New Release Section:
The Dead Milkmen, “Grandpa’s Not A Racist (He Just Voted For One)”

VIA PRESS RELEASE | In an era of unparalleled stupidity, political dysfunction, and societal collapse—couldn’t we all really use a new Dead Milkmen album? After nearly nine long years, that wish has been granted! Philadelphia’s satirical punk legends announce their new album Quaker City Quiet Pills today (out 6/9 via The Giving Groove), alongside the release of its first official single, “Grandpa’s Not A Racist (He Just Voted For One).”

A merciless, uncomfortably catchy first single, the track mocks the mental acrobatics of defending a Trump-loving grandparent (kudos to the band’s own Joe Jack Talcum for the hilarious illustration that doubles as the the single’s artwork!).

Quaker City Quiet Pills is the band’s first new album since 2014’s Pretty Music For Pretty People—and in sticking with The Giving Groove’s charitable revenue model, the Dead Milkmen have chosen to donate the label’s proceeds of Quaker City Quiet Pills revenue to Rock to the Future, a 501(c)3 organization that equips Philadelphia youth with life skills to support current and lifelong well-being through free, student-driven music programs.

Quaker City Quiet Pills is steeped in the trademark mix of energized punk hooks, irreverent humor, and biting social commentary that has animated this group since their historic arrival on the punk scene nearly 40 years ago.

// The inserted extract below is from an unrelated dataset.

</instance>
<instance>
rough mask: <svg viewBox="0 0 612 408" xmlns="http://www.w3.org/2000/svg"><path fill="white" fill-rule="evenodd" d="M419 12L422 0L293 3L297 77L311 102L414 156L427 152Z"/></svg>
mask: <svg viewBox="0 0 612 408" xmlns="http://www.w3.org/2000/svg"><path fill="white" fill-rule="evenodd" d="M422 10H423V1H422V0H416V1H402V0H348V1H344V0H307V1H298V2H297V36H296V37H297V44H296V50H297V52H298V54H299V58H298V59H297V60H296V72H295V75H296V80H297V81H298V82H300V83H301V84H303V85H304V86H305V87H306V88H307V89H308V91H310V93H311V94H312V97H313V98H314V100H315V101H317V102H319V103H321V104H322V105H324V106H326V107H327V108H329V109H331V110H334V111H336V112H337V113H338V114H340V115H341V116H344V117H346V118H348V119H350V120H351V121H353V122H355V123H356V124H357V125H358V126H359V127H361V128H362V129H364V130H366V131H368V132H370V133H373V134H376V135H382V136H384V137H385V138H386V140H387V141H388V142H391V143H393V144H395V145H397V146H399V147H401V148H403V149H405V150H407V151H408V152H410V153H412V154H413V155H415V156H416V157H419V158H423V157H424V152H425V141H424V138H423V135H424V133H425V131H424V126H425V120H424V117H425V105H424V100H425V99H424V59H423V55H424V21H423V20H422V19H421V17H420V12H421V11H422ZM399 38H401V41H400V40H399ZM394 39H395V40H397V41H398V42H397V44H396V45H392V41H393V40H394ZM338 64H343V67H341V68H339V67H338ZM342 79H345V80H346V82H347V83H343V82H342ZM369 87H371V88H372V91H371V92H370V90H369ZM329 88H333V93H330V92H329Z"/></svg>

All four members had a hand in the songwriting, and the results are as eclectic and twisted as ever. Running the gamut from the BDSM nightmare “Philadelphia Femdom” to the jazzy hipster sendup “The New York Guide to Art” to the fantastical “Astral Dad,” which was written after singer/keyboardist Rodney Anonymous (a.k.a. Rodney Linderman) challenged Joe to write a song about astral projection.

Meanwhile, Rodney turns in some of his most unhinged material to date. He unleashes his frustrations with indecisive take-out customers on “How Do You Even Manage to Exist” (“I’m making fun of myself there—I get angry at everything,” Rodney explains), provides ingredients for an incantation on “Hen’s Teeth and Goofa Dust” (“If anyone is doing a spell in the future, they should use that,” Rodney says), and plays a brain-poisoned, white supremacist lowlife on “We Are (Clearly Not) the Master Race.”